Internationale Frauen-Runde
Sie selbst stammt aus Budapest und hat als Diplom-Ingenieurin gearbeitet, weitere Mitglieder der Gruppe stammen ursprünglich ebenso aus Ungarn, aus Rumänien, Tschechien und Kroatien und haben als Ingenieurinnen, Künstlerin, Kunsthistorikerin, Übersetzerin, Architektin und Lehrerin gearbeitet. „Zu uns gehörte auch eine Französin aus Paris, die Fotografin war. Sie ist leider bereits verstorben“, ergänzt Katharina Kiss-Müller. Man habe sich Anfang der 80er-Jahre über verschiedene Ebenen kennengelernt, sei es das berufliche Umfeld, über die Kinder, den Sport oder eben jenes große Interesse für Kunst und Kultur. Daraus ist eine Freundschaft entstanden, die bis heute anhält.

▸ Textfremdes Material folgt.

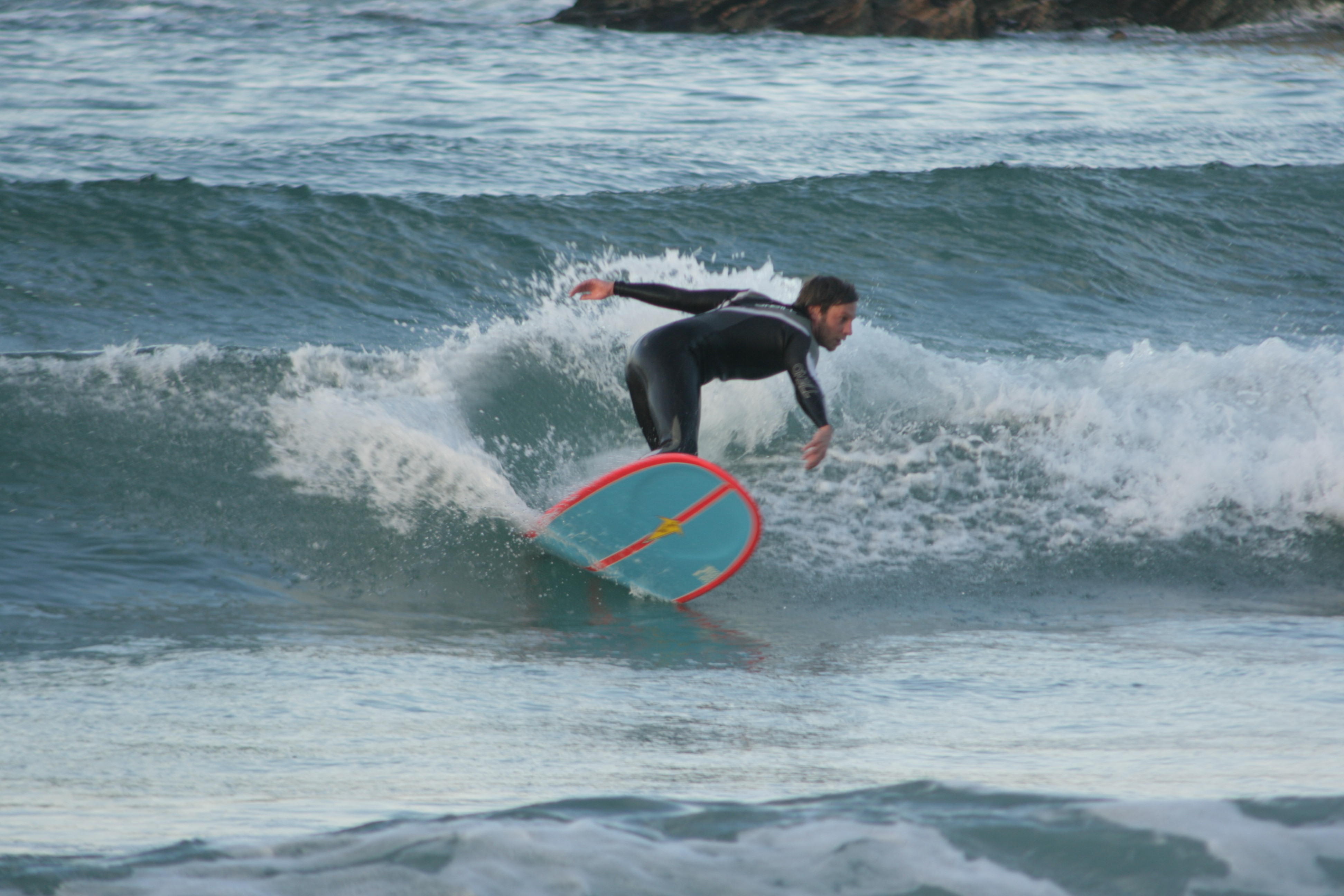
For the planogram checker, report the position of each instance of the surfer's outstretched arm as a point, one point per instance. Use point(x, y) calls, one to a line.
point(593, 289)
point(815, 452)
point(679, 300)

Seither sind die „Galerie-Damen“, die mittlerweile alle im Rentenalter sind, regelmäßig miteinander unterwegs. Ob auf Ausstellungen innerhalb Deutschlands oder zu Besuch in den Heimatstädten und -ländern der Gruppenmitglieder. Das Faible der Stuttgarterin Ursula Strate ist die Musik. Sie war viele Jahre Vorstandsmitglied beim „Stuttgarter Liederkranz“ und singt seit 50 Jahren im Chor.
Gemeinsam mit Katharina Kiss-Müller hat sie in deren Heimatstadt Budapest ein Wohltätigkeitskonzert in der Mátyás Templom, der Matthiaskirche, organisiert. „Das ist die Kirche, in der die Krönung des österreichischen Kaiserpaars Franz Josef I. und Elisabeth – Sisi – zum ungarischen Königspaar stattfand", erzählt Ursula Strate. Die Einnahmen des Wohltätigkeitskonzerts spendeten die Damen für die Renovierung der Kirche.
Die Kunst ist es auch, die das Geburtstagskind Roswitha Boiger beruflich und bis heute privat immer begleitet hat: „Ich habe früher unter anderem ein Jahr lang Vorlesungen der Kunstgeschichte an der École du Louvre in Paris besucht, der Schwerpunkt war die Europäische Malerei des 18. Jahrhunderts. Zwei Jahre lang habe ich dann auch in Venedig gelebt und dort Führungen zur Kunstgeschichte gemacht“, erzählt die 84-Jährige, die in Esslingen geboren und aufgewachsen ist.
Lehrerin mit Faible für Esel
Auf die Idee, eine Esel-Kutschfahrt zu machen, kam Katharina Kiss-Müller durch ihre Enkelinnen, die bei Helena Hoss und ihren vier Eseln mithelfen und reiten. Eine der beiden hat selbst den Kutsch-Führerschein gemacht, denn Helena Hoss hat seit sechs Jahren einen Trainerschein. Die 28-Jährige ist Gymnasiallehrerin in Backnang und dennoch täglich bei ihren vier Eseln in Notzingen beschäftigt.
Wenn nicht gerade Kinder oder Erwachsene zu einer Kutschfahrt vorbeikommen, ist Helena Hoss selbst mit Pedro, Siri, Artus und Lora auf Tour, immer wieder auch in der Region. „Wir waren zum Beispiel schon beim Pferdemarkt in Bernhausen und Geislingen oder auf einem Wanderritt zur Zachersmühle in Adelberg im Kreis Göppingen. Dort hat es auch Esel und es gibt sogar ein Esel-Trekking-Angebot", erzählt die 28-Jährige. Mit der bestens gelaunten Damenrunde geht es an diesem Tag auf eine gut einstündige Fahrt von Notzingen über die Felder in Richtung Wernau und wieder zurück.